Improve Linux system performance and accelerate network applications

Source: Internet
Author: User
Tags echo command telnet program

In development
In socket applications, the first task is to ensure reliability and meet specific requirements. Use the 4
TIPS: you can design and develop the socket program to achieve the best performance from the beginning. This article includes the use of sockets APIs and two
Socket options and GNU/Linux optimization.

Follow these skills to develop applications with superior performance:

Minimize the delay of message transmission.

Minimize the load of system calls.

Adjusts the TCP window for the bandwidth delay product.

Dynamic Optimization of the GNU/Linux TCP/IP stack.

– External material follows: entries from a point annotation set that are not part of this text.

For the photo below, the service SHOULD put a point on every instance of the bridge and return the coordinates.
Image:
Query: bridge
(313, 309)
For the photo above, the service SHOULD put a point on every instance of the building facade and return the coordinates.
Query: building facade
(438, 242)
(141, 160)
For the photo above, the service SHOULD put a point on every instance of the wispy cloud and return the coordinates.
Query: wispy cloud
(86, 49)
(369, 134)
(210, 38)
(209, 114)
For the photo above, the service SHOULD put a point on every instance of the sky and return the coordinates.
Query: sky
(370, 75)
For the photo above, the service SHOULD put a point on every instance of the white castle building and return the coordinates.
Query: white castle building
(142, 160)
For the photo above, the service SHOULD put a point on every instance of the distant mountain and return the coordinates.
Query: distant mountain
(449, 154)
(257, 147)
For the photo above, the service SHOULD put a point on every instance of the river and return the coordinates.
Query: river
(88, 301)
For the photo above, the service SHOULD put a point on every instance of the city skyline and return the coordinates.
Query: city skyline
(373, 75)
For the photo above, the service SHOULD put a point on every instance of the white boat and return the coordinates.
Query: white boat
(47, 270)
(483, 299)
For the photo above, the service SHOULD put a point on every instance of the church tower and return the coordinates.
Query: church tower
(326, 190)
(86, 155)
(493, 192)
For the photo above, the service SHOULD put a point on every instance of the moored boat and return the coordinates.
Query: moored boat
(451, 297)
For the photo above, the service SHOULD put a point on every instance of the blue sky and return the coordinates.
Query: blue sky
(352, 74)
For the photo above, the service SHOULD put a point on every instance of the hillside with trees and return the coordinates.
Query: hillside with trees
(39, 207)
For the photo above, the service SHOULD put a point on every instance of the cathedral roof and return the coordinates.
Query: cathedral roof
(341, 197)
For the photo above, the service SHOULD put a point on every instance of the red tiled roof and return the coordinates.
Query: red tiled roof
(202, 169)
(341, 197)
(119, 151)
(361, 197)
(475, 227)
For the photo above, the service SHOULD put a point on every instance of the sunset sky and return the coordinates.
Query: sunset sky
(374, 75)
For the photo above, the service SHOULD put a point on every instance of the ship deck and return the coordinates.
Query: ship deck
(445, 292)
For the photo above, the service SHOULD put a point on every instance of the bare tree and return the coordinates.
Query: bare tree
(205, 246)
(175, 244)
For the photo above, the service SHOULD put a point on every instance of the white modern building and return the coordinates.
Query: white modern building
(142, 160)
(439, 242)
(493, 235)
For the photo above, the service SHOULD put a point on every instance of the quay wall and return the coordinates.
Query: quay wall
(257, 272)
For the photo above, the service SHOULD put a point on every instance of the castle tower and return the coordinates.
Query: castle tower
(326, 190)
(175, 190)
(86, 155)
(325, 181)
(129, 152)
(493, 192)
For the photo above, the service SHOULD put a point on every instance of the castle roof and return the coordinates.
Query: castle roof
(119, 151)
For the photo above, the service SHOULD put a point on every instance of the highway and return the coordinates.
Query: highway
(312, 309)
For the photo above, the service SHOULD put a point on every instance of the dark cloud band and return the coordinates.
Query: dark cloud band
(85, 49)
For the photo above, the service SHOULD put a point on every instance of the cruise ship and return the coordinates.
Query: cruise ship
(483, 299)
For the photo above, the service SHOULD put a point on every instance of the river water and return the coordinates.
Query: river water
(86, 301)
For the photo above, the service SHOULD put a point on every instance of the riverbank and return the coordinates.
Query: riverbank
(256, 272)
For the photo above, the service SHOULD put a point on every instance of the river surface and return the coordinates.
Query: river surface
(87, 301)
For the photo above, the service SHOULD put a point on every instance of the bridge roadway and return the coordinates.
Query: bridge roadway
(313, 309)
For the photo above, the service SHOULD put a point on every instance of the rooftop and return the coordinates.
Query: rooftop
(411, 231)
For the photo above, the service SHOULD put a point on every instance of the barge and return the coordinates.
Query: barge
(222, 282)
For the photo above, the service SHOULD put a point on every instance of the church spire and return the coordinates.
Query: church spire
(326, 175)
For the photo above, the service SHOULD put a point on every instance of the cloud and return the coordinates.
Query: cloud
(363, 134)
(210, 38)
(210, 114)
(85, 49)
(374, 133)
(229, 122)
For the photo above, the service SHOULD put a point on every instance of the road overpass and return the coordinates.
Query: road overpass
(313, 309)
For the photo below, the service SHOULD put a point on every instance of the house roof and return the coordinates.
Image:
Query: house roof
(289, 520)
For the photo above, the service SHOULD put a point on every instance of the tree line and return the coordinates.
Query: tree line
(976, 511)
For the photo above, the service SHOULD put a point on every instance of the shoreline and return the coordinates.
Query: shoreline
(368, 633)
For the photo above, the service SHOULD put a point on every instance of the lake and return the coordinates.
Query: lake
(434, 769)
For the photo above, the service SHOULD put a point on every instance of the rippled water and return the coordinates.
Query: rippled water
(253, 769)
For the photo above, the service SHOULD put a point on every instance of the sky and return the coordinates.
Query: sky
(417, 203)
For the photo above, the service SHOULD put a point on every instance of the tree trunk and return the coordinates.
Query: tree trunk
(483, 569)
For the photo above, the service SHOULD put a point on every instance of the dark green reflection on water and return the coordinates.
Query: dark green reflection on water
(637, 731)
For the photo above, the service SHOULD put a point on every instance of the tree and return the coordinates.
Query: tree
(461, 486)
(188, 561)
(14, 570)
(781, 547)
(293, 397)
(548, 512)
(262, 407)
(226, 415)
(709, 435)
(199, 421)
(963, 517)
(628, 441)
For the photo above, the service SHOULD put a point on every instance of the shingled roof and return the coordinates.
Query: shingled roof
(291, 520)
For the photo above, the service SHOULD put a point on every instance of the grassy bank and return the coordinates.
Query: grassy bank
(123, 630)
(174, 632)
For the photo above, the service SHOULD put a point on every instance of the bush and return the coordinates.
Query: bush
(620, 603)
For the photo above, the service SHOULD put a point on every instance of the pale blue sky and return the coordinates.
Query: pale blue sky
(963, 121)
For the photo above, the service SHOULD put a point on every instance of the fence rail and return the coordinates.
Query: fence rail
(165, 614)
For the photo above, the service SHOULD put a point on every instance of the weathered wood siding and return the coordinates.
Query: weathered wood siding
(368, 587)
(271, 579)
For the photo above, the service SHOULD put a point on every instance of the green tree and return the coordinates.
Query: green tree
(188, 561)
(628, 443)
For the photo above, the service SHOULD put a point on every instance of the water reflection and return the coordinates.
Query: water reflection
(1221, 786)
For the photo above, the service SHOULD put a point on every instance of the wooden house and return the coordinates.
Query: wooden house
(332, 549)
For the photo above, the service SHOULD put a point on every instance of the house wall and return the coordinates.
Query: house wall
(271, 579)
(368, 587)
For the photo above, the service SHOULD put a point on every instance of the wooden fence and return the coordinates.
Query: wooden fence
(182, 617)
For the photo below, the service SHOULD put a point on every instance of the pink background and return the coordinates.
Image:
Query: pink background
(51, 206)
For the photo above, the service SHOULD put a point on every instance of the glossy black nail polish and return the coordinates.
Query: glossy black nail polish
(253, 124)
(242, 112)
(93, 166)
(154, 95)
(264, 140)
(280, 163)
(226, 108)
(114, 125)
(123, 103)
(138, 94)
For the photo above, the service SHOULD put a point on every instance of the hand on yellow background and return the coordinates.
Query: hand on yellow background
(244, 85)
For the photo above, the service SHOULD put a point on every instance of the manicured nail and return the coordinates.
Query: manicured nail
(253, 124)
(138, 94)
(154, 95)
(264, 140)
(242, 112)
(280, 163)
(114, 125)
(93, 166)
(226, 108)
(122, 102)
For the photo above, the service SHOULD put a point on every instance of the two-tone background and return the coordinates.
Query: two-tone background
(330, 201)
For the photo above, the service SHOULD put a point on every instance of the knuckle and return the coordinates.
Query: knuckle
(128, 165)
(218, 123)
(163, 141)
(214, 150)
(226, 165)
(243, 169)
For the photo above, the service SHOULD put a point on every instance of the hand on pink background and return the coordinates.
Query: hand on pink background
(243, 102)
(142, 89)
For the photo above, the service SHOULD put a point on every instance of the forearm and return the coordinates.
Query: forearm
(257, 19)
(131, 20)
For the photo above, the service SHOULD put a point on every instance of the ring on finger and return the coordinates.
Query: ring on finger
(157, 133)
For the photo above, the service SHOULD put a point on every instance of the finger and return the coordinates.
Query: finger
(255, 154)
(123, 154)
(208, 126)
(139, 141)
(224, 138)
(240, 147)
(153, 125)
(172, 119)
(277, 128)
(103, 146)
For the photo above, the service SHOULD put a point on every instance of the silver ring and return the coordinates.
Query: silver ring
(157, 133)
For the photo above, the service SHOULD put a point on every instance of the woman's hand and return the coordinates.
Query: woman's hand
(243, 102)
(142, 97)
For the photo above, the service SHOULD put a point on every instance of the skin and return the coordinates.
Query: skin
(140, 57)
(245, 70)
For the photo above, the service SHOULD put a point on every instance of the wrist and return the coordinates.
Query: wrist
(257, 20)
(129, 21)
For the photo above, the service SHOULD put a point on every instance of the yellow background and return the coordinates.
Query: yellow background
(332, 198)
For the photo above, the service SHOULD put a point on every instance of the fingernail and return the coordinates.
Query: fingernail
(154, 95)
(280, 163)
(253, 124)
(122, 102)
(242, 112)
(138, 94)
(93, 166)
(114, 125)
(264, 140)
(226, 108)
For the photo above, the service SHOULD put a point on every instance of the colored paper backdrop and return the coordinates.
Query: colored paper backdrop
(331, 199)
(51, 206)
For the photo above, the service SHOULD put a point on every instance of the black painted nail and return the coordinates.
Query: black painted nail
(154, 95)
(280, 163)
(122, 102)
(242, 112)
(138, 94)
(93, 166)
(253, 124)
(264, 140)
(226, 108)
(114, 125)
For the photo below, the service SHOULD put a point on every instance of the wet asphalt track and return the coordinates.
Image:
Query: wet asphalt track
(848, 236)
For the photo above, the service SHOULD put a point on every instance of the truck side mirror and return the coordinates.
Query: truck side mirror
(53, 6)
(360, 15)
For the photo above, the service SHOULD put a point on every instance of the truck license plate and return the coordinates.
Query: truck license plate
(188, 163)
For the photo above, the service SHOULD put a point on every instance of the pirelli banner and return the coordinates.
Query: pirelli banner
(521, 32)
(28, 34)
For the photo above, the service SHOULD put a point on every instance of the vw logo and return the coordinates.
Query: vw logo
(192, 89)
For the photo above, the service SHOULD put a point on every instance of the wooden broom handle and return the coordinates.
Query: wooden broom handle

Tip 1. Minimize packet transmission latency

In
When communication through TCP socket, data is split into data blocks, so that they can encapsulate the TCP payload for a given connection
The payload in the data packet is in progress. The size of tcppayload depends on several factors (such as the maximum message length and Path), but these factors are known at the time of connection initiation. To achieve the best
Performance, our goal is to use as much available data as possible to fill each packet. When there is not enough data to fill in payload (also known as the maximum packet segment length (maximum
Segment Size) or MSS), TCP uses Nagle
The algorithm automatically connects some small buffers to a packet segment. In this way, the application efficiency can be improved by minimizing the number of sent packets, and the overall network congestion problem can be reduced.

Do
Guan John
The Nagle algorithm can connect the data to a larger packet to minimize the number of sent packets, but sometimes you may want to send only a smaller packet. A simple example is:
Telnet program, which allows users to interact with the remote system.
. If a user is required to fill a segment with characters entered before sending the packet, this method cannot meet our needs.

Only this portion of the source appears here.